How to sample data based off the distribution of another dataset in R

5.9k views Asked by At

I would like to sample a large dataset based on the distribution of a smaller dataset in R. I have been searching for a solution for some time without success. I am relatively new in R so I apologize if this is straightforward. However, I have tried some solutions.

Here are some sample data. I'll call it observed and model:

# Set seed
set.seed(2)

# Create smaller observed data
Obs <- rnorm(1000, 5, 2.5)

# Create larger modeled data
set.seed(2)
Model <- rnorm(10000, 8, 1.5)

The distributions of the two datasets are as follows: enter image description here

Goal: I would like to sample the larger "model" dataset to match the smaller "observed". I understand that there are different data points involved so it won't be a direct match.

I have been reading up on the density() and sample() where I do the following:

# Obtain the density of the observed at the length of the model.
# Note: info on the sample() function stated the prob argument in the sample() function 
# must be the same length as what's being sampled. Thus, n=length(Model) below.

dens.obs <- density(Obs, n=length(Model))

# Sample the Model data the length(Obs) at the probability of density of the observed
set.seed(22)
SampleMod <- sample(Model, length(Obs), replace=FALSE, prob=dens.obs$y)

This gives me the new plot that looks very similar to the old (except for the tails): enter image description here

I was hoping for a better match. Therefore I started explored using the density function on the model data. See below:

# Density function on model, length of model
dens.mod <- density(Model, n=length(Model))

# Sample the density of the model $x at the density of the observed $ y
set.seed(22)
SampleMod3 <- sample(dens.mod$x, length(Obs), replace=FALSE, prob=dens.obs$y)

Here are two plots, the first is the same as the first sampled and the second is the second sampled: enter image description here

There is a more desirable shift in the right plot, which represents the sampled density of the modeled by the density of the observed. However, the data are not the same. That is, I did NOT sample the Modeled data. See below:

summary(SampleMod3 %in% Model)

produces:

   Mode   FALSE    NA's 
logical    1000       0 

Indicating that I did not sample the modeled data, but rather the density of the modeled data. Is it possible to sample a dataset based on the distribution of another dataset? Thank you in advance.

EDIT:

Thanks for all the help guys! Here is my plot using approxfun() function offered from danielson and supported by bethanyp.

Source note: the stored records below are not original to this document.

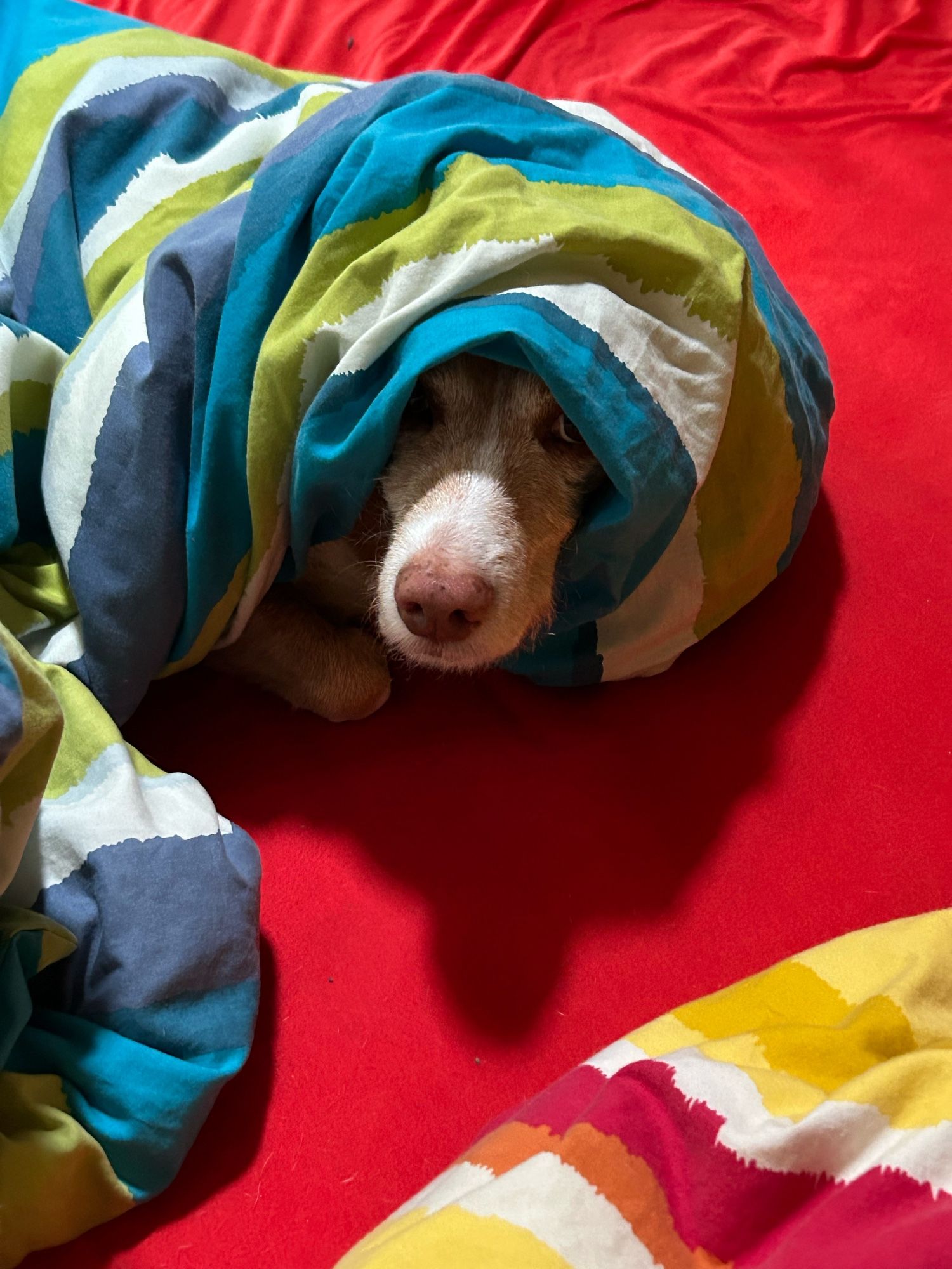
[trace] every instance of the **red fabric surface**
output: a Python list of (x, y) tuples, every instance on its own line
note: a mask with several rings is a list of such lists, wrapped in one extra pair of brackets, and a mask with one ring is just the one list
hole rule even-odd
[(748, 216), (836, 387), (793, 566), (658, 679), (419, 674), (333, 727), (198, 670), (135, 718), (260, 844), (261, 1020), (170, 1192), (32, 1265), (326, 1269), (636, 1024), (952, 902), (952, 6), (112, 6), (291, 66), (597, 102)]

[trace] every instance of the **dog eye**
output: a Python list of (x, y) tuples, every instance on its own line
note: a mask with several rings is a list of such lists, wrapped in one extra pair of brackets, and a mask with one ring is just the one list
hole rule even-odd
[(564, 414), (560, 414), (552, 425), (552, 435), (557, 437), (559, 440), (567, 442), (570, 445), (584, 444), (581, 433), (574, 423), (569, 423)]
[(410, 393), (410, 400), (404, 407), (404, 423), (410, 428), (419, 428), (421, 430), (428, 430), (433, 426), (433, 406), (423, 388), (414, 388)]

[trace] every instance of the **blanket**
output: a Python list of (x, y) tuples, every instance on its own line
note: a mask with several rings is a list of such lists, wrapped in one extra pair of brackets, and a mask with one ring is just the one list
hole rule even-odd
[(338, 1269), (948, 1263), (952, 910), (847, 934), (597, 1053)]
[(418, 374), (463, 348), (536, 369), (609, 476), (551, 637), (512, 662), (545, 683), (652, 673), (753, 598), (833, 407), (749, 227), (602, 112), (77, 13), (4, 30), (14, 1259), (168, 1184), (250, 1043), (254, 846), (118, 725), (347, 532)]

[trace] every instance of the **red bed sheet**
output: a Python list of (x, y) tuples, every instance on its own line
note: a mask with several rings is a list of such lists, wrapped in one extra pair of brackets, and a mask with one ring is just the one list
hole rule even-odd
[(836, 387), (792, 567), (658, 679), (416, 674), (334, 727), (197, 670), (133, 720), (260, 844), (261, 1018), (173, 1188), (29, 1264), (327, 1269), (636, 1024), (952, 902), (952, 6), (109, 6), (288, 66), (597, 102), (751, 221)]

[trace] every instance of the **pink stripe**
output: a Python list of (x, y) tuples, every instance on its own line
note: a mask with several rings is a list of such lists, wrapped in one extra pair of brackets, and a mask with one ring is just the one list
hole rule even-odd
[(880, 1169), (844, 1184), (744, 1162), (716, 1140), (724, 1119), (689, 1104), (663, 1062), (632, 1062), (611, 1079), (578, 1067), (508, 1118), (560, 1136), (588, 1122), (618, 1137), (663, 1185), (684, 1242), (745, 1269), (952, 1265), (949, 1195)]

enter image description here

Any help with understanding why the funky new distribution?

2

There are 2 answers

2
danielson On

Interesting question. I think this will help. First, it approximates the density function. Then, it samples from the Model points with the fitted density's probabilities.

predict_density = approxfun(dens.obs) #function that approximates dens.obs
#sample points from Model with probability distr. of dens.obs
SampleMod3 <- sample(Model, length(Obs), replace=FALSE, prob=predict_density(Model))
summary(SampleMod3 %in% Model)
   Mode    TRUE    NA's 
logical    1000       0 
0
sconfluentus On

I assume that in practice you are using a real set of non-randomly generated data. In which case the likely values of the different samples have a probability of coming up because random sampling method does not mean no pattern in the data. In the wilderness real things have real frequencies, which will show in your meta-sample.

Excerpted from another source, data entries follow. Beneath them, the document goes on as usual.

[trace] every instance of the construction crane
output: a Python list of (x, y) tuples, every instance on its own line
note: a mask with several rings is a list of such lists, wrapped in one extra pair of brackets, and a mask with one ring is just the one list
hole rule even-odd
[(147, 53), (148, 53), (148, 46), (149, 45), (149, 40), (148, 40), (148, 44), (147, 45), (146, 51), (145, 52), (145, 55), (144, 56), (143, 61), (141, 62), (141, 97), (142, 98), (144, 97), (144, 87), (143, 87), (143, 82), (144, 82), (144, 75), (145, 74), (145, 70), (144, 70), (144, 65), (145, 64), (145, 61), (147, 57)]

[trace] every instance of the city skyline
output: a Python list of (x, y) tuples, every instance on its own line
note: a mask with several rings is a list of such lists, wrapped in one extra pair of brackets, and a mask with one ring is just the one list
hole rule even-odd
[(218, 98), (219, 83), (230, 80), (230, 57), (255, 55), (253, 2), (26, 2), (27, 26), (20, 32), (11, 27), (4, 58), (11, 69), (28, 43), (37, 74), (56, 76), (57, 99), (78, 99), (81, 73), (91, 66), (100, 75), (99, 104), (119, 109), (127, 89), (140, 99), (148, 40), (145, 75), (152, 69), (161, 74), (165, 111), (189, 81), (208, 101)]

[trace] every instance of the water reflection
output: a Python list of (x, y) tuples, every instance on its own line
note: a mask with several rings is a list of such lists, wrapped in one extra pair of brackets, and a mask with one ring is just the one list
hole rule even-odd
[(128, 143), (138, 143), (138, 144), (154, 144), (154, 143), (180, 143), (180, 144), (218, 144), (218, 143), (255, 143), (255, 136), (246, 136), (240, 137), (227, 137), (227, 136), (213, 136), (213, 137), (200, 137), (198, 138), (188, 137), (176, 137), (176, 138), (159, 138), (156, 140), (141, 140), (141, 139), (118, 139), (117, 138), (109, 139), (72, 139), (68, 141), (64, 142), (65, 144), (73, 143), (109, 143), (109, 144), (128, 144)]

So you should use the weighted probabilities in selecting your smaller sub-sample from the original.

Example the whole population {1,2,1,3,4,1,3} where probabilities for each number being drawn (remember the sum must equal 1): 1 : .4285 2 :.1429 3: .2857 4: .1429

if you use these weighted probabilities in the prob= my_freqs part of

sample(x, size, replace = FALSE, prob = my_freqs)

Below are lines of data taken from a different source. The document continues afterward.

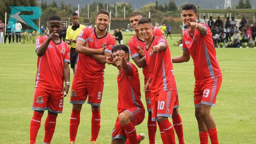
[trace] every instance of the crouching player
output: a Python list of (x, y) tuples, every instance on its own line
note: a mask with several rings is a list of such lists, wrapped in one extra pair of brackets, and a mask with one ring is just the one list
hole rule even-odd
[(140, 34), (146, 42), (143, 50), (149, 79), (144, 90), (151, 93), (152, 120), (157, 121), (160, 131), (164, 132), (163, 143), (175, 144), (174, 130), (168, 117), (172, 117), (177, 93), (169, 46), (164, 37), (153, 35), (150, 18), (141, 18), (138, 24)]
[(61, 19), (59, 16), (52, 16), (48, 23), (50, 34), (39, 36), (36, 41), (35, 51), (38, 57), (32, 105), (34, 112), (30, 122), (30, 144), (35, 143), (45, 110), (48, 110), (48, 115), (44, 124), (43, 144), (51, 143), (58, 113), (62, 112), (63, 98), (70, 87), (70, 48), (59, 38)]
[[(143, 122), (145, 110), (140, 101), (138, 70), (129, 62), (127, 46), (122, 44), (116, 46), (112, 52), (113, 63), (119, 69), (117, 76), (119, 115), (113, 130), (112, 144), (138, 144), (145, 138), (145, 135), (137, 135), (134, 126)], [(107, 62), (109, 63), (110, 58), (107, 58)]]

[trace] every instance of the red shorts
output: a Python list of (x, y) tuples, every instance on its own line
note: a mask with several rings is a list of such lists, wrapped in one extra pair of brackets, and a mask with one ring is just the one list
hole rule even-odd
[(201, 104), (215, 107), (217, 95), (222, 82), (222, 76), (206, 81), (196, 82), (194, 90), (195, 107), (200, 107)]
[(175, 99), (176, 91), (163, 91), (157, 95), (151, 95), (152, 121), (157, 121), (157, 117), (172, 117)]
[(42, 87), (35, 89), (32, 109), (49, 111), (55, 113), (62, 113), (63, 98), (61, 91), (55, 91)]
[[(132, 116), (131, 121), (134, 126), (140, 124), (143, 121), (145, 114), (145, 111), (144, 109), (138, 109), (137, 107), (134, 107), (127, 109), (125, 111), (128, 111), (131, 114)], [(118, 117), (116, 118), (115, 127), (112, 131), (111, 140), (113, 140), (116, 138), (122, 139), (125, 143), (127, 139), (125, 131), (120, 123)]]
[(104, 85), (104, 82), (87, 82), (74, 78), (72, 84), (70, 103), (83, 104), (89, 95), (87, 103), (93, 106), (99, 106)]

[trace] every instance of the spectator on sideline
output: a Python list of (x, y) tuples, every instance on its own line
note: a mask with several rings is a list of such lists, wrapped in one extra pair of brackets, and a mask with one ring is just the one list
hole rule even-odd
[(218, 16), (217, 17), (217, 20), (216, 20), (214, 23), (216, 25), (216, 26), (218, 27), (221, 25), (221, 23), (222, 23), (222, 21), (221, 20), (220, 16)]
[(231, 17), (231, 20), (230, 20), (230, 25), (233, 24), (234, 25), (234, 26), (236, 26), (236, 20), (235, 20), (234, 18), (235, 18), (234, 17)]
[(164, 35), (165, 32), (166, 31), (166, 29), (167, 28), (165, 25), (165, 23), (163, 23), (163, 24), (162, 24), (162, 26), (161, 26), (161, 31), (163, 35)]
[[(20, 36), (20, 30), (22, 29), (22, 26), (21, 24), (20, 23), (19, 20), (17, 20), (17, 23), (15, 25), (15, 35), (16, 35), (16, 42), (15, 43), (18, 43), (18, 37), (20, 40), (19, 43), (20, 43), (20, 39), (21, 37)], [(13, 40), (14, 40), (14, 39)]]
[(92, 27), (94, 27), (94, 26), (92, 25), (92, 22), (91, 21), (90, 21), (89, 22), (89, 24), (87, 25), (86, 25), (86, 27), (87, 28), (92, 28)]
[[(250, 39), (250, 37), (249, 37), (249, 35), (246, 33), (246, 32), (244, 32), (243, 35), (242, 35), (242, 39), (240, 40), (241, 42), (241, 45), (243, 44), (244, 43), (247, 43), (247, 46), (246, 46), (247, 48), (248, 48), (249, 46), (248, 45), (249, 44), (249, 40)], [(242, 48), (242, 46), (240, 46), (240, 48)]]
[(230, 18), (229, 17), (227, 17), (227, 20), (225, 22), (225, 28), (227, 29), (230, 27), (230, 21), (229, 20)]
[(209, 26), (209, 27), (210, 28), (210, 29), (212, 28), (212, 25), (213, 25), (213, 23), (213, 23), (213, 20), (212, 20), (212, 17), (210, 16), (210, 19), (208, 21), (208, 25)]
[(157, 23), (157, 25), (154, 28), (155, 29), (159, 29), (161, 30), (161, 26), (159, 25), (159, 23)]
[(123, 44), (122, 42), (122, 35), (119, 29), (116, 29), (116, 32), (115, 33), (116, 41), (118, 41), (117, 44)]
[(0, 19), (0, 43), (4, 43), (3, 38), (3, 33), (4, 32), (4, 23), (3, 22), (3, 20)]

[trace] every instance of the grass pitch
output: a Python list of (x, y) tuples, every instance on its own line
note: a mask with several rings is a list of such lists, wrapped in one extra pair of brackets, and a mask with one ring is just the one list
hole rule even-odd
[[(124, 41), (134, 33), (124, 32)], [(172, 56), (182, 53), (174, 44), (180, 36), (167, 39)], [(29, 144), (29, 124), (33, 115), (31, 110), (36, 73), (37, 56), (35, 44), (0, 44), (0, 143)], [(217, 57), (223, 75), (221, 88), (216, 107), (211, 114), (215, 121), (220, 144), (256, 144), (256, 49), (217, 48)], [(131, 60), (132, 61), (132, 60)], [(198, 144), (197, 123), (194, 116), (193, 92), (195, 78), (192, 60), (174, 64), (178, 90), (185, 142)], [(141, 80), (142, 101), (145, 104), (143, 91), (143, 77), (139, 69)], [(70, 72), (72, 72), (70, 69)], [(110, 144), (112, 130), (117, 116), (118, 70), (106, 65), (105, 84), (101, 105), (101, 127), (99, 144)], [(70, 83), (73, 78), (71, 72)], [(67, 144), (69, 140), (69, 121), (72, 104), (70, 93), (64, 99), (63, 113), (59, 114), (52, 144)], [(44, 123), (47, 112), (42, 119), (37, 138), (38, 144), (44, 139)], [(136, 127), (137, 133), (148, 135), (147, 112), (143, 123)], [(85, 104), (81, 112), (77, 144), (88, 144), (90, 138), (90, 105)], [(172, 120), (170, 119), (170, 121)], [(176, 137), (177, 138), (177, 137)], [(177, 142), (176, 138), (176, 142)], [(141, 144), (148, 144), (148, 138)], [(162, 143), (159, 130), (156, 144)]]

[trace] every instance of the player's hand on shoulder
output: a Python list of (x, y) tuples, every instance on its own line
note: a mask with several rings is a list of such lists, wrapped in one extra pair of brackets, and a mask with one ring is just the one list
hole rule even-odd
[(50, 35), (49, 35), (48, 38), (51, 40), (58, 40), (58, 37), (59, 35), (57, 33), (56, 33), (56, 31), (54, 31), (52, 32), (52, 33), (50, 34)]
[(107, 46), (105, 46), (104, 47), (103, 47), (99, 49), (99, 52), (98, 52), (98, 54), (99, 55), (103, 55), (104, 53), (104, 51), (105, 50), (105, 49), (106, 49), (106, 47), (107, 47)]
[(138, 50), (138, 53), (139, 53), (139, 55), (140, 55), (140, 58), (142, 58), (145, 55), (145, 54), (144, 53), (144, 51), (139, 46), (137, 46), (137, 49)]
[(159, 49), (160, 49), (160, 47), (158, 45), (154, 46), (151, 46), (151, 52), (153, 53), (157, 53), (158, 51), (159, 51)]

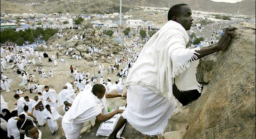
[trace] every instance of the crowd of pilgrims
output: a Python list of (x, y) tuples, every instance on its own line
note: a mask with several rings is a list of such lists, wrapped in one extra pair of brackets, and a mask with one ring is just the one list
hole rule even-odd
[[(41, 46), (47, 48), (47, 46), (45, 44), (41, 45)], [(26, 136), (26, 130), (32, 129), (34, 127), (34, 126), (45, 126), (47, 122), (50, 130), (54, 135), (59, 129), (57, 121), (61, 120), (63, 117), (59, 114), (58, 108), (62, 107), (63, 110), (65, 112), (72, 106), (77, 94), (93, 86), (96, 83), (103, 85), (106, 88), (106, 93), (114, 90), (117, 90), (119, 93), (122, 93), (124, 88), (122, 82), (125, 80), (124, 78), (127, 76), (133, 63), (138, 57), (140, 50), (142, 47), (142, 44), (132, 41), (131, 43), (126, 41), (124, 43), (124, 45), (131, 47), (127, 47), (123, 51), (120, 52), (119, 56), (116, 55), (115, 62), (112, 65), (105, 67), (103, 64), (99, 65), (98, 73), (91, 76), (90, 76), (88, 71), (85, 73), (83, 71), (79, 72), (71, 66), (70, 69), (74, 75), (74, 81), (67, 82), (63, 87), (63, 90), (58, 94), (54, 90), (50, 89), (47, 85), (31, 82), (35, 76), (29, 73), (31, 71), (29, 65), (36, 67), (37, 70), (33, 70), (33, 71), (38, 72), (39, 74), (41, 74), (42, 78), (48, 78), (46, 72), (42, 72), (41, 68), (38, 65), (39, 63), (41, 65), (42, 64), (42, 58), (48, 58), (49, 62), (52, 61), (49, 58), (47, 52), (39, 52), (33, 47), (21, 48), (16, 44), (7, 46), (6, 49), (1, 47), (1, 55), (7, 54), (5, 59), (2, 56), (1, 57), (1, 94), (4, 90), (6, 93), (10, 91), (10, 83), (12, 80), (3, 74), (3, 72), (6, 70), (12, 70), (13, 72), (16, 72), (19, 77), (22, 78), (22, 81), (20, 85), (27, 86), (29, 90), (29, 91), (24, 92), (21, 89), (17, 90), (13, 96), (14, 99), (17, 100), (17, 103), (15, 104), (17, 106), (13, 111), (9, 109), (8, 103), (5, 102), (3, 95), (1, 95), (1, 134), (4, 135), (6, 138), (31, 138)], [(51, 49), (54, 48), (52, 45), (50, 48)], [(59, 44), (56, 45), (57, 50), (62, 48)], [(97, 53), (102, 50), (95, 47), (93, 49), (88, 47), (88, 49), (90, 55), (92, 54), (92, 51)], [(68, 53), (67, 53), (66, 55), (67, 56)], [(112, 53), (111, 55), (112, 57), (114, 56)], [(38, 58), (38, 60), (36, 62), (32, 56), (35, 56)], [(81, 59), (80, 56), (75, 55), (72, 57), (77, 60)], [(53, 60), (54, 66), (57, 66), (56, 59), (59, 59), (58, 52), (56, 55), (53, 54), (52, 55), (52, 59)], [(63, 58), (61, 59), (61, 61), (66, 62)], [(96, 60), (94, 63), (95, 66), (97, 65)], [(17, 66), (17, 70), (13, 68), (15, 65)], [(122, 67), (121, 68), (121, 67)], [(51, 70), (49, 71), (48, 74), (53, 78), (53, 71)], [(103, 79), (103, 74), (107, 74), (108, 76), (110, 74), (116, 74), (115, 75), (119, 77), (119, 80), (113, 81), (109, 77)], [(35, 94), (33, 99), (26, 95), (29, 93), (28, 92)], [(40, 132), (39, 135), (41, 136), (41, 132), (39, 130), (38, 131)]]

You will likely obtain a probability more inline with what you were expecting. But I am not 100% sure if this is what you are after.

In the random data, try set.seed(2) and see if telling R to use the seed used to generate those frequencies in the original set creation gets you closer to your goal.

I know that there is a universal random formula associated with each set. I would have to assume it is a set of frequency probabilities of a method of generating them for various sets of random methods, so it might help you o use that prior to sampling from the random sets.